Timothy Taylor Gallery is delighted to present a new sculpture by British artist Richard Patterson.
Black Narcissus/Ellwood, L-word: Culture Station (Zipper) 1B is composed of rectilinear, maple plywood planes and aluminium plates that intersect to make an architectural space. This space is articulated, and at times contradicted, by printed imagery and painted brushstrokes on aluminium panels, which either lean or lie against the wood. At one end of the work and partially visible from different angles sits a 1965 Triumph T120C motorcycle.
The room-sized sculpture cannot be immediately understood in its entirety and is instead conceived to be walked around, peered into and looked through. The space created is reminiscent of the internal space of de Chirico's paintings. It also echoes the compositions of Patterson's own paintings, in which architectural and painting space are unified.
The title of the work is composed of a number of cultural allusions; Black Narcissus is a direct reference to the 1947 film of the same title by Michael Powell and Emeric Pressburger, a sumptuous and extravagant story of repression, sexual awakening and temptation. Ellwood is an homage to the colourful legacy of the American mid-century architect, Craig Ellwood. And, L-word refers to the 2003 American television series of the same name. Finally, Culture Station (Zipper) 1B directly references Patterson's 1995 painting, Culture Station no.1, Zipper; an allusion that emphasises the formal and conceptual link between Patterson's painting and sculpture.
These diverse references, within the sculpture's Post-Minimalist structure, echo the juxtaposition of alternately harmonious and discordant imagery; a soft-porn clinch of three women alongside an image of a 1969 Porsche; a semi-naked self-portrait of the artist partially clothed in a Mariachi costume contemplating his own work; Bellini's Portrait of Doge Leonardo Loredan adorned with breasts.

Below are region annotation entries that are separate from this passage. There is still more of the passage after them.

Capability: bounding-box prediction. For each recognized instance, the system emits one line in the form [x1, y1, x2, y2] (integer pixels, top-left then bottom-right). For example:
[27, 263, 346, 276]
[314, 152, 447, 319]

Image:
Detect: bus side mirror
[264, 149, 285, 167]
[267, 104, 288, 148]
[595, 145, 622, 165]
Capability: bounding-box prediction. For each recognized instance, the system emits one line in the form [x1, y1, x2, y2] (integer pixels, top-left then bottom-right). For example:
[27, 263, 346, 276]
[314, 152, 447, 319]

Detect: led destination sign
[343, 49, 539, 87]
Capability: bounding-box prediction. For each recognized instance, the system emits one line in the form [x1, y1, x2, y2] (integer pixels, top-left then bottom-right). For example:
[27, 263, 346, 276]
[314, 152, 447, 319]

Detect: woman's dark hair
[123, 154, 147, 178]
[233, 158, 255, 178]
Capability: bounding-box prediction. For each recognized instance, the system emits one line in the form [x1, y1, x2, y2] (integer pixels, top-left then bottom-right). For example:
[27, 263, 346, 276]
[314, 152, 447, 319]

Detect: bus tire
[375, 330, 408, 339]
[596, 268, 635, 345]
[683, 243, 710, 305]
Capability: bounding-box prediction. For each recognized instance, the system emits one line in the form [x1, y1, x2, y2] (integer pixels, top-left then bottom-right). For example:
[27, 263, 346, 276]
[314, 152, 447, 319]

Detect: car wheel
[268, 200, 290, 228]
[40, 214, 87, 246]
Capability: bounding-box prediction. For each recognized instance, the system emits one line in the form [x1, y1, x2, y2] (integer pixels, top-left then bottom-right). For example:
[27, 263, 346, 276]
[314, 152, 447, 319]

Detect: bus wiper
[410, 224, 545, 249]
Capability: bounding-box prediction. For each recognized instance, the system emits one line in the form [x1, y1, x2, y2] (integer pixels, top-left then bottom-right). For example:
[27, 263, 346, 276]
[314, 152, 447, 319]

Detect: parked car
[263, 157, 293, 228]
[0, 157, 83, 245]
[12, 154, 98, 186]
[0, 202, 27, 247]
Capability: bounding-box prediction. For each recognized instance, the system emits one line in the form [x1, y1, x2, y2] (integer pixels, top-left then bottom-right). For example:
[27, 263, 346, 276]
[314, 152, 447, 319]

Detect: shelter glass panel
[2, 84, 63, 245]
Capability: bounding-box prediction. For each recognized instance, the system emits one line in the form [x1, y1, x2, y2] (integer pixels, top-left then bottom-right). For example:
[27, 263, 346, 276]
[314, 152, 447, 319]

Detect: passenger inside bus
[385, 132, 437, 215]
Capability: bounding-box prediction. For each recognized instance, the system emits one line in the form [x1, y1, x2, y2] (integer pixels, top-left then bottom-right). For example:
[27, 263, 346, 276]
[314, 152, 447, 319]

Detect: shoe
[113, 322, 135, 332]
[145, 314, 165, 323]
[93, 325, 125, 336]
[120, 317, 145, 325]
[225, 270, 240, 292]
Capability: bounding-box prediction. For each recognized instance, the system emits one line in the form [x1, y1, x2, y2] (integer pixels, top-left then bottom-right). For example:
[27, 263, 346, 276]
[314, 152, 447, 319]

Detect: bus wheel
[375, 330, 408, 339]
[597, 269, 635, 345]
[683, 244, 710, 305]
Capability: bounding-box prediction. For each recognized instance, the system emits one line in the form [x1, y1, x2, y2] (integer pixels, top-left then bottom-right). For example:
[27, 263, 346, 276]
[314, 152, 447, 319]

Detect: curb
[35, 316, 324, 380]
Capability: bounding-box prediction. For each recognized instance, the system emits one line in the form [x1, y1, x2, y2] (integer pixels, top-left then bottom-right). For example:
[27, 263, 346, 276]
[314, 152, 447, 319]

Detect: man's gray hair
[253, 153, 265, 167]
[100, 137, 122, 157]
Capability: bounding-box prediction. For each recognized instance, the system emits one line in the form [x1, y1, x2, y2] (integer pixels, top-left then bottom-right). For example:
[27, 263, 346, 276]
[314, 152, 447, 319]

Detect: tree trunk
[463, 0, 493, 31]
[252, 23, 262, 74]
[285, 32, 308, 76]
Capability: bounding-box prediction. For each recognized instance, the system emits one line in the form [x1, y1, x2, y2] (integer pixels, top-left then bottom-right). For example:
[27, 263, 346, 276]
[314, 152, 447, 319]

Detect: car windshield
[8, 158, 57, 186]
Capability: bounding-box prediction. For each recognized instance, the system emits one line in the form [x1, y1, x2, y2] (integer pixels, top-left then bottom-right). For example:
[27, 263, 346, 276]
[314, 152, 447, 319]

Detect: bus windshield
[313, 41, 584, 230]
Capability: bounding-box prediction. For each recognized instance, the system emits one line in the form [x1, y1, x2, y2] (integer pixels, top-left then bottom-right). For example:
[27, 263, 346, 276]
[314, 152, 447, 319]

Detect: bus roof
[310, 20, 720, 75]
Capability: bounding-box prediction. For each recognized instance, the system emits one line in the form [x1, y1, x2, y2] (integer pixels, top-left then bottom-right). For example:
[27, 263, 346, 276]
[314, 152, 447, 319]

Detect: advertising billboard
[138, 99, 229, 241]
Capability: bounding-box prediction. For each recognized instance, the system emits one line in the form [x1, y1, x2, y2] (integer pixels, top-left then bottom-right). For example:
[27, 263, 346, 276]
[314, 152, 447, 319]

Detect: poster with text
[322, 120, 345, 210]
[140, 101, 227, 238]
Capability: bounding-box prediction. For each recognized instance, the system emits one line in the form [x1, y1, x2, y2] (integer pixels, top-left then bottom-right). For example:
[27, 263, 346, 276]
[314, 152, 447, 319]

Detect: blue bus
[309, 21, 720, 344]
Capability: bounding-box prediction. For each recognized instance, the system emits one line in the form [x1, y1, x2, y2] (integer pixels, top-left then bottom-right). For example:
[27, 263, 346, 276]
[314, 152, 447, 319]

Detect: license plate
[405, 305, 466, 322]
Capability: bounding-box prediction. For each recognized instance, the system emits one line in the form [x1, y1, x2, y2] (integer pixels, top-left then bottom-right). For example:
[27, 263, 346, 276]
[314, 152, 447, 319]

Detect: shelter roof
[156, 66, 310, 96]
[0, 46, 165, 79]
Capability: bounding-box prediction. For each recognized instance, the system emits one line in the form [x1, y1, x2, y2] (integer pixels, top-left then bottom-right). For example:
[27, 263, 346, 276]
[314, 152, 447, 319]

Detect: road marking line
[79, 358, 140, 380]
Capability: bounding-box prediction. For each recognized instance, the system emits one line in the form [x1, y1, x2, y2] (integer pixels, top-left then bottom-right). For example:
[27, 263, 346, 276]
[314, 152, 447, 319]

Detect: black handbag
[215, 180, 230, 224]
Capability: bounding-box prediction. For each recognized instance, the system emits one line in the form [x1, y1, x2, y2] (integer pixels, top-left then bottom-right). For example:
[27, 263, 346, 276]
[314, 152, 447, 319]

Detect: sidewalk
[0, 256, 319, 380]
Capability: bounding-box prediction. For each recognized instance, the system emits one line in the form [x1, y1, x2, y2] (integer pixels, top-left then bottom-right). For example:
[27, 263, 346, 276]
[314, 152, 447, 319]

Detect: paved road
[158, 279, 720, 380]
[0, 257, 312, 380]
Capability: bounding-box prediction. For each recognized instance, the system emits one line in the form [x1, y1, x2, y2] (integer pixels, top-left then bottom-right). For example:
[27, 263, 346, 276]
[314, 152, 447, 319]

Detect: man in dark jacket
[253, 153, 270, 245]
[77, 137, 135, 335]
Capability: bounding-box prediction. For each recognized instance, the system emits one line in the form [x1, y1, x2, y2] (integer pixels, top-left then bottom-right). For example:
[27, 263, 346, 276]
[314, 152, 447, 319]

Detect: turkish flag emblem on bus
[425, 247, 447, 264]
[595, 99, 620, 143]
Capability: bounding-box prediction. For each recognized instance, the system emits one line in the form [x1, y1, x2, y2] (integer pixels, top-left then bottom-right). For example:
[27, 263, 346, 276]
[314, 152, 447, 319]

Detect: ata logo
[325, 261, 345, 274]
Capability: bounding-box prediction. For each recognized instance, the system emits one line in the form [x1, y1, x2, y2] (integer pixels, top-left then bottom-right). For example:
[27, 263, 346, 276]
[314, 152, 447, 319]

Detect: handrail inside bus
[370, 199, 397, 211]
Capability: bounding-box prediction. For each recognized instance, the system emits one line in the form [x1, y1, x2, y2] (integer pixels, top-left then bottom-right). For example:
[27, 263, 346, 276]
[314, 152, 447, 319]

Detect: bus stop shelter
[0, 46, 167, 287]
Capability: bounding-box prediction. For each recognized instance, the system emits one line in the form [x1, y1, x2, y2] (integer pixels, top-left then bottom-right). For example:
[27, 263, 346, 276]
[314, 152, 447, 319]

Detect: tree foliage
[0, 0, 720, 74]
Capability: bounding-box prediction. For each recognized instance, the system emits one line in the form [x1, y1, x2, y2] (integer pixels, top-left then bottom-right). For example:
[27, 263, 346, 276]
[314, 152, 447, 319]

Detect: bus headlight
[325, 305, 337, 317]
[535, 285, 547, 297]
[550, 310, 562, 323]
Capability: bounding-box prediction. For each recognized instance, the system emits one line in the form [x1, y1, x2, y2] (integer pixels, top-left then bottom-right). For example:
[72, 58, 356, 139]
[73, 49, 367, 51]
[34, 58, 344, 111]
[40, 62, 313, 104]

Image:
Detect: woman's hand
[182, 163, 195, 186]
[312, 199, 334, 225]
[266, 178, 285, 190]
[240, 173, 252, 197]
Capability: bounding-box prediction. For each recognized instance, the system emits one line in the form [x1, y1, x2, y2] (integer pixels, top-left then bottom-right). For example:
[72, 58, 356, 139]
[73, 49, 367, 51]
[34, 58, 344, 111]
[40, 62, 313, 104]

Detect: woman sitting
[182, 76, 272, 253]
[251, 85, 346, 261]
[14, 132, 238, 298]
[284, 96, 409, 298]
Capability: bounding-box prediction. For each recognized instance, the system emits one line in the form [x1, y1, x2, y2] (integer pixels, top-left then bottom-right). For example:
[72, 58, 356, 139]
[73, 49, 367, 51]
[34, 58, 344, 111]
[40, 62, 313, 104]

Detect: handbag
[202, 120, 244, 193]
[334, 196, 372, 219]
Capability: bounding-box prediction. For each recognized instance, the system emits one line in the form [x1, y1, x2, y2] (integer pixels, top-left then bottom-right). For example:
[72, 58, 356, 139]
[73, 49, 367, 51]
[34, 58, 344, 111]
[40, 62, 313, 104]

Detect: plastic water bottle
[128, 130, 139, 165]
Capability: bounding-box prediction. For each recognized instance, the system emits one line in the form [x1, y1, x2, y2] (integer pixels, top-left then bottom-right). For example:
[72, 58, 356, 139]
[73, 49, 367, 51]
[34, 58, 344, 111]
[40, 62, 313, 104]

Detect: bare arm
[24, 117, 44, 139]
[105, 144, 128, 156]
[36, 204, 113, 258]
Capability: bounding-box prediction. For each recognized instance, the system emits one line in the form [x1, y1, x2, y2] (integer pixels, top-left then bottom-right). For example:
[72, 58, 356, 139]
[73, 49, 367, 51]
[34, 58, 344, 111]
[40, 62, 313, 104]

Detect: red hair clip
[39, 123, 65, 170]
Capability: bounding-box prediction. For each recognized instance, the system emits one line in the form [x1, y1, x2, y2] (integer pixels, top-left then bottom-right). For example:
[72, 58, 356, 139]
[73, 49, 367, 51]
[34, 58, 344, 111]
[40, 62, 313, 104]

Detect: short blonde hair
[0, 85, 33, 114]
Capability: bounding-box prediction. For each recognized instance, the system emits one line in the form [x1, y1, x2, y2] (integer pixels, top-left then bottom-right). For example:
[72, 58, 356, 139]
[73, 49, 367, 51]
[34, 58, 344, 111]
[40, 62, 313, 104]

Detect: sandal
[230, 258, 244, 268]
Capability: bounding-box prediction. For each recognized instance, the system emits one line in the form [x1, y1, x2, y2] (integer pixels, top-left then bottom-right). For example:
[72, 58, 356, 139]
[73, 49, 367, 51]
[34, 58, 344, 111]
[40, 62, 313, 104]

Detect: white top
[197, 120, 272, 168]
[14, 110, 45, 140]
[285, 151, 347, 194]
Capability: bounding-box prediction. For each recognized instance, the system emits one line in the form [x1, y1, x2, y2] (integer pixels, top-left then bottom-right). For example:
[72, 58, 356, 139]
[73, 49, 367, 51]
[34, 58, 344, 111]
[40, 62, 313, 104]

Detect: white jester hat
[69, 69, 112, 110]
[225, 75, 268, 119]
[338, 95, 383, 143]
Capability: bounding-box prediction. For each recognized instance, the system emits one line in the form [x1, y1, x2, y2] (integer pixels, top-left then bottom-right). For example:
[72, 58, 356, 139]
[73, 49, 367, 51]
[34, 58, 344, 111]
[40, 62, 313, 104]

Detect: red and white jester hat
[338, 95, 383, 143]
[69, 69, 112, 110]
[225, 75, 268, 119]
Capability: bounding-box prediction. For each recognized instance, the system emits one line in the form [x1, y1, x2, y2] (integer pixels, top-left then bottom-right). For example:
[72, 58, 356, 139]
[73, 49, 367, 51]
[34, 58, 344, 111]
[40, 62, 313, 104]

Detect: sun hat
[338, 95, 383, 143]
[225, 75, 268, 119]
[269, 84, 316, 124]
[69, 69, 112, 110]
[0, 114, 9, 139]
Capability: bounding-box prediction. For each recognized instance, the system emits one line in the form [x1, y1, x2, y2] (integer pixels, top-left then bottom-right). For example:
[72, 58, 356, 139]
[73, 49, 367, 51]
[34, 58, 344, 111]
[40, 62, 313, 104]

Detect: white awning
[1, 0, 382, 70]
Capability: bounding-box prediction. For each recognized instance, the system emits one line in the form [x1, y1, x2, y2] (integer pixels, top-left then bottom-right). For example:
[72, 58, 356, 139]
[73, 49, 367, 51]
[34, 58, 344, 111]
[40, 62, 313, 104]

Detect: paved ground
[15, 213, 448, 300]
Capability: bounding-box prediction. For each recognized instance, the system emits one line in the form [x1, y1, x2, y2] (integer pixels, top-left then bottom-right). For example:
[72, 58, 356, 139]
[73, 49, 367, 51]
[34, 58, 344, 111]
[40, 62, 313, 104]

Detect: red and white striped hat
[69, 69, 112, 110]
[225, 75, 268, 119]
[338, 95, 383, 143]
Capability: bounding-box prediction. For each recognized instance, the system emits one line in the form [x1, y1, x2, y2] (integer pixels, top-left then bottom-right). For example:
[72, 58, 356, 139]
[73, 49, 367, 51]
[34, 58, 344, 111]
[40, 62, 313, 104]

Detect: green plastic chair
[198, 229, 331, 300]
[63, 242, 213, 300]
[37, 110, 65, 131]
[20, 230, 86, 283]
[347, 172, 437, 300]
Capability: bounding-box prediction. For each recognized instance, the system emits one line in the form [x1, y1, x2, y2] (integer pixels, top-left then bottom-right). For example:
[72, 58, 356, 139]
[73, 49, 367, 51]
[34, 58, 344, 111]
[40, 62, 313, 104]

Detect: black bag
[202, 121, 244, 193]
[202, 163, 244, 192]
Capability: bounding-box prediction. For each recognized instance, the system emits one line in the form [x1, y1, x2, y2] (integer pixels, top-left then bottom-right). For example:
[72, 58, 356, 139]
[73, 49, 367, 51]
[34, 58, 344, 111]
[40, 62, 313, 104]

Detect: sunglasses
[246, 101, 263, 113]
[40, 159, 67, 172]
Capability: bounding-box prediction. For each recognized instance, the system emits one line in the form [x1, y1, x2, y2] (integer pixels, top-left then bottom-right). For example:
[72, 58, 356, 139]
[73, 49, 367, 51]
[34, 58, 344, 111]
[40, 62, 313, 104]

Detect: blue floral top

By assembling these various components in a constructed whole, Patterson is asserting a Baroque and inclusive vision of contemporary culture that is at once fetishistic and transcendent.P>
Richard Patterson was born 1963. He graduated from Goldsmiths in 1986. Group exhibitions have included Freeze, Surrey Docks, London (1988); Sensation: Young British Artists from the Saatchi Collection, Royal Academy of Arts, London (1997); The Rowan Collection, Irish Museum of Modern Art, Dublin, Ireland (2002); Painting Pictures, Kunstmuseum Wolfsburg, Germany (2003), and Nexus Texas, Contemporary Arts Museum Houston, Texas, USA (2007). Solo exhibitions have included Anthony d’Offay Gallery, London (1997); James Cohan Gallery, New York, USA (1999 and 2002); Dallas Museum of Art, Dallas, Texas, USA (2000) and Timothy Taylor Gallery, London (2005).